Never Good Enough
July 20, 2017 • Blog Post
The phone rang, and I knew my well-intentioned district leader meant to bolster me up with “You can do it!” But I was covered in sweat (so much so that my makeup had melted off my face and onto my light blue shirt), the jagged rocks that were pretending to be a road were anything but a foot massage, and no one had wanted to speak to me all day. Oh yeah, and I had been experiencing an energy-sucking depression for months. You could say I was feeling a little bitter, and sadly, the phone call didn’t change a thing.
Just seconds before the call, I had been having a talk with God in my head: “I must not have faith, because if I did, people would accept the gospel, right? Either I’m sinning or going through a trial of faith—and there’s no way a trial of faith lasts this long. So I just must not be good enough. To me, “good enough” meant I should be doing what I was supposed to and living up to the expectations of being a missionary and a member of the Church. I thought good enough meant I had to be perfect, which by my definition meant waking up on time, having a certain number of lessons with members, and baptizing every month. But as hard as I tried, I couldn’t get there.
I wanted to get out of bed on time every morning like other missionaries. I wanted to teach the plan of salvation without thinking about the death part as much as I did. I wanted to feel like I was doing all the things I was “supposed” to do. I wanted to see the fruits that were apparently supposed to come from my being good. But instead I was dragging myself in our front door every day, eyes glazed over with heat exhaustion and the disappointment of never doing enough, falling on my bed—with light filtering into the room by our discolored yellow curtain—and crying. Because I was never going to be good enough.
Why He Is Called “Savior”
After one particularly soul-punching week, a friend—not even aware of how much I was struggling—sent me the BYU devotional, “Believing Christ: A Practical Approach to the Atonement” by Stephen E. Robinson.
As I sat at my desk, squinting to read the devotional—having printed it with a half-inch margin and an eight-point font to save money—I’d have to stop periodically to wipe at my eyes or swallow down the excess of emotion.
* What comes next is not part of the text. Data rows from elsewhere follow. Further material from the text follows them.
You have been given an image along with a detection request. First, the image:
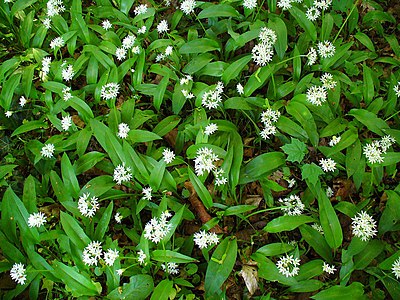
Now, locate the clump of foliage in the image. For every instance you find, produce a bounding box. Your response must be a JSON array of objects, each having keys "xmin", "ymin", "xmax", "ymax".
[{"xmin": 0, "ymin": 0, "xmax": 400, "ymax": 300}]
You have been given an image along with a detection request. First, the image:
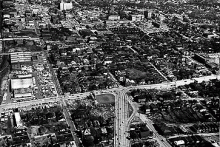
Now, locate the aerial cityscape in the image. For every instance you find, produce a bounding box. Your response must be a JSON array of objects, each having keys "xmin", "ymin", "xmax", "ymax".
[{"xmin": 0, "ymin": 0, "xmax": 220, "ymax": 147}]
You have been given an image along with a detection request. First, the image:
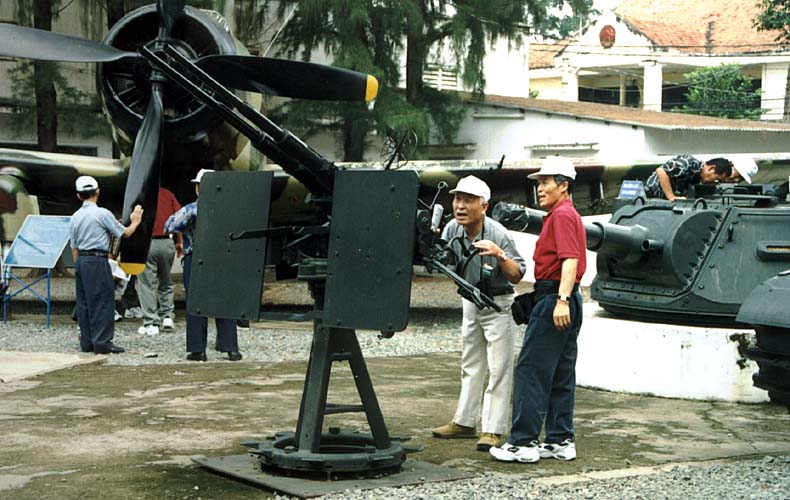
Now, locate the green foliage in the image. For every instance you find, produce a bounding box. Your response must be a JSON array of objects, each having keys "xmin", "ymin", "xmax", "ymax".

This talk was exactly what I needed. When Robinson talked about his wife who gave up because she couldn’t be perfect, I felt just like her—giving up because I couldn’t be perfect or even good. When Robinson talked about what he told his wife, I felt like the words were for me:
After all the lessons we’d given and heard, and after all we had read and done in the Church, who would have thought that Janet did not know the gospel of Jesus Christ? You see, she was trying to save herself. She knew why Jesus is a coach, a cheerleader, an advisor, a teacher. She knew why he is an example, the head of the Church, the Elder Brother, or even God. She knew all of that, but she did not understand why he is called the Savior.
Up to this point, I had seen Christ as a teacher, an example. I thought that I could earn my way back to Him by making myself good. But the idea that I was never going to be good by my definition—being perfect—had never occurred to me. I had mixed up what it meant to be good. It didn’t mean that I had to be perfect in every way. I could be a good person even if I couldn’t get out of bed. I could be a good person even if I couldn’t say I loved my mission. I could be a good person even if I didn’t baptize a single person. I realized that I could become a good person by believing in and following Jesus Christ, because it is He who makes me good, who perfects me—not the fruits of my labor. Christ would eventually make me perfect, but before that point, I just needed to focus on keeping the commandments, loving God, and believing that Christ would make everything okay. I was still depressed, but for the first time on my mission, I felt like I was good enough. I truly had hope in my Savior.
—Jesse King
Jesse King is an editorial intern at BYU Magazine. She’s a low-key workaholic who loves Mediterranean food, hugs what she deems “cute” trees, and wears lipstick regularly. She aspires to be a media conglomerate CEO, magazine editor, community college professor, and mother—just maybe not all at the same time.